CII Aids In Rushing Relief Suplies To Samoa

Consolidators International has rushed emergency aid to tsunami-stricken Samoa and American Samoa after huge, destructive waves washed ashore with 15 feet swells inundating the island’s shore line. Dozens of people died, hundreds were injured and the destruction of property was in the many millions. Under the direction of Tony Feist, CII’s vice president of our Tuna Support Division, container loads of new clothing were shipped to Samoa to replace clothing lost to thousands of people in the tsunami following the 8.0 earthquake.

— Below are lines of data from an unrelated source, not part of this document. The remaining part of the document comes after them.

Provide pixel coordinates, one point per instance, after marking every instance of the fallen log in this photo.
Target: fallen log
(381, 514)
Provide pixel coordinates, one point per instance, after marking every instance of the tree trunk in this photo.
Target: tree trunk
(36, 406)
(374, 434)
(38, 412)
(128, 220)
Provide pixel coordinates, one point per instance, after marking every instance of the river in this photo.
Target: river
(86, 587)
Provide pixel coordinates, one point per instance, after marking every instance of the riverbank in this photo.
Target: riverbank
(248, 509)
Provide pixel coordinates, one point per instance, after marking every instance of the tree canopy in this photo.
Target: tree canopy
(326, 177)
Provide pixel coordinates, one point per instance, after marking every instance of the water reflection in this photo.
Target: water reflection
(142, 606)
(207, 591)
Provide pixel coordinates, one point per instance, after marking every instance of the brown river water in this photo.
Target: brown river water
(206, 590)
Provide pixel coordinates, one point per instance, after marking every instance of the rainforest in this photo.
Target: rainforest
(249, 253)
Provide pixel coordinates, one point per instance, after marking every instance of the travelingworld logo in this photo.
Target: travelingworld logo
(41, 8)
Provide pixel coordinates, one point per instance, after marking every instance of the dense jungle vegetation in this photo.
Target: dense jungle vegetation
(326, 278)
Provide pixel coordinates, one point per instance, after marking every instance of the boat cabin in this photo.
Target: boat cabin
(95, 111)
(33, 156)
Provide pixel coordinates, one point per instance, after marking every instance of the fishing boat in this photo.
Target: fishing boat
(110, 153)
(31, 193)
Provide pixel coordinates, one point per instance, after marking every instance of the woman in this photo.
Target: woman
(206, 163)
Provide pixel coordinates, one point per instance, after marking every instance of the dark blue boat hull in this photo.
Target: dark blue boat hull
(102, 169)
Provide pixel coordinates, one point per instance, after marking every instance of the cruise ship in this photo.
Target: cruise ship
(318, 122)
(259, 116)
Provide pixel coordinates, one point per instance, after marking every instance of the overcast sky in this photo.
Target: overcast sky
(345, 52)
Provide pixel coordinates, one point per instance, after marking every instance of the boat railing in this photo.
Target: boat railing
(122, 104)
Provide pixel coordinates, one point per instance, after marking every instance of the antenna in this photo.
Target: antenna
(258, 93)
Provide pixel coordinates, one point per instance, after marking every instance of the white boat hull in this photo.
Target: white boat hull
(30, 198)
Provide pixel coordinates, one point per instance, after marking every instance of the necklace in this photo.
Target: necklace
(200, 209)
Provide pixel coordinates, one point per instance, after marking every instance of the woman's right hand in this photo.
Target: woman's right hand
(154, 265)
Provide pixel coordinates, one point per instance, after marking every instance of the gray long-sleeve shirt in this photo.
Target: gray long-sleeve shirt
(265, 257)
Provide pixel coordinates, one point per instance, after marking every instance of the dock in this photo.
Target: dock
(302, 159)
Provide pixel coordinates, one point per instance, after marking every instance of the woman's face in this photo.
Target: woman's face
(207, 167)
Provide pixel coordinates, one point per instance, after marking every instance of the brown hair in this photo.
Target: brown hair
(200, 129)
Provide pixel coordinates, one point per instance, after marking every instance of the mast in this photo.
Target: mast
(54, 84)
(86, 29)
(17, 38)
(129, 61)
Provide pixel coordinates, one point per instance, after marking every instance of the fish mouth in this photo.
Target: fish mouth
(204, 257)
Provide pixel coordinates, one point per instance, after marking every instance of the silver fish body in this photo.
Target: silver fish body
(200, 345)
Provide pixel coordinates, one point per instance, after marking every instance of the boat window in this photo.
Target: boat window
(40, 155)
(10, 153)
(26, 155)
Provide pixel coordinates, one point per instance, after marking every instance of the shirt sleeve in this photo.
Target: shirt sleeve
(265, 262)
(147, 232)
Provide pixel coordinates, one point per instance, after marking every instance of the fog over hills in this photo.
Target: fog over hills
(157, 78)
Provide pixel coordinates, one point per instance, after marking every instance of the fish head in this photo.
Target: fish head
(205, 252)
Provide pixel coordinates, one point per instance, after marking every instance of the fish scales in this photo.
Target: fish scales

As Tony explained, “we have an obligation to the people of Samoa. Our concern is not only for fellow human beings, many of whom have lost everything, but with CII as an active participant in the Samoan economy, we felt an even greater desire to help.” During the past year, CII has become a major supplier of equipment and parts for the Samoan tuna business, the largest civilian industry on the Island. Tony reports that many of the canneries, almost all of which are located near the berths where the tuna boats dock, have been crippled. The livelihood of many Samoans has disappeared until the canneries can be up and running again. CII also is aiding in the effrort to re-equip the canneries so production can be resumed as quickly as possible.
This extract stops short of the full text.